Suguru shrugs. “I could say the same about you.” Suguru opens his mouth to continue, but seems to think better of it, jaw snapping shut with a click. Satoru had a feeling he knew what he was going to say—he never found out what were the three words he told Suguru after all.
“I wonder what happened,” Satoru muses. He almost regrets how pathetic it sounded, but he couldn’t help but wonder. They couldn’t have pieced together the full timeline through the dreams—just a couple of snapshots in the film reel of their entire history. All he knew were the days of their youths filled with blue skies and laughter, and then fast forwards to a village bathed in orange and red, ten whole years into the future.

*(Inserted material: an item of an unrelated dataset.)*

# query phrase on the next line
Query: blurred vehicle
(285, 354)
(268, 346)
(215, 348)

A future where Suguru had died. Killed, at his own hands.
Sometimes Satoru would stay up thinking about what dream-Satoru did after the incident. Satoru knows himself. He hadn’t looked like he had wanted to do whatever he did, and Satoru couldn’t bear to imagine what he must’ve felt after it, how he had to live with it.
So why had he done it?
“Does it matter?”
Suguru is already looking at him as Satoru’s head snaps up. His eyes are honey, warm and saccharine, brimming with such earnesty Satoru almost has to look away. There’s a smile playing on his lips, small yet sure, and Satoru feels like he’d just swallowed a star, his chest warm and swirling with things he couldn’t comprehend—not yet, but maybe someday.
“No,” Satoru smiles back and it’s honest. “Not anymore.”
They had a whole life ahead of them, and at least now, they had time.